School of Mathematics, South China University of Technology, Guangzhou 510640, China.
School of mathematics and big data, Foshan University, Foshan 528225, China.
Brief Bioinform. 2022 Sep 20;23(5). doi: 10.1093/bib/bbac177.
The dynamics of complex diseases are not always smooth; they are occasionally abrupt, i.e. there is a critical state transition or tipping point at which the disease undergoes a sudden qualitative shift. There are generally a few significant differences in the critical state in terms of gene expressions or other static measurements, which may lead to the failure of traditional differential expression-based biomarkers to identify such a tipping point. In this study, we propose a computational method, the direct interaction network-based divergence, to detect the critical state of complex diseases by exploiting the dynamic changes in multivariable distributions inferred from observable samples and local biomolecular direct interaction networks. Such a method is model-free and applicable to both bulk and single-cell expression data. Our approach was validated by successfully identifying the tipping point just before the occurrence of a critical transition for both a simulated data set and seven real data sets, including those from The Cancer Genome Atlas and two single-cell RNA-sequencing data sets of cell differentiation. Functional and pathway enrichment analyses also validated the computational results from the perspectives of both molecules and networks.

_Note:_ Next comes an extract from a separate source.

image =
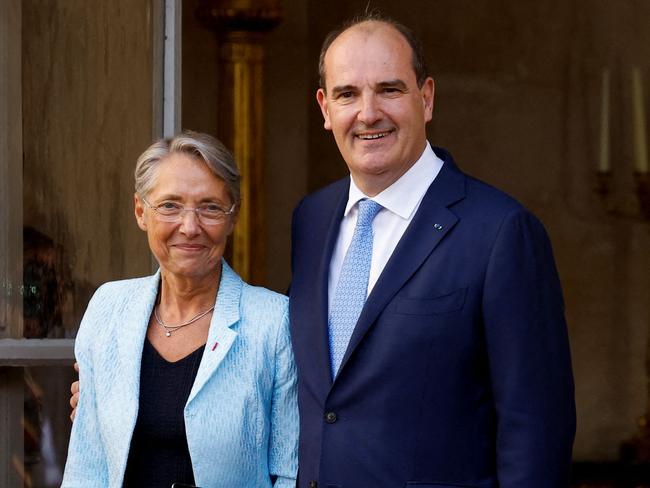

复杂疾病的动态变化并不总是平稳的;它们偶尔会突然发生,即疾病会经历一个关键的状态转变或临界点,发生突然的定性转变。在关键状态方面,通常在基因表达或其他静态测量方面存在一些显著差异,这可能导致传统基于差异表达的生物标志物无法识别这样的临界点。在这项研究中,我们提出了一种计算方法,即基于直接相互作用网络的散度,通过利用从可观察样本和局部生物分子直接相互作用网络推断出的多变量分布的动态变化来检测复杂疾病的关键状态。这种方法是无模型的,适用于批量和单细胞表达数据。我们的方法通过成功识别模拟数据集和七个真实数据集(包括来自癌症基因组图谱和两个单细胞 RNA-seq 数据集的细胞分化)在关键转变发生之前的临界点得到了验证。功能和途径富集分析也从分子和网络的角度验证了计算结果。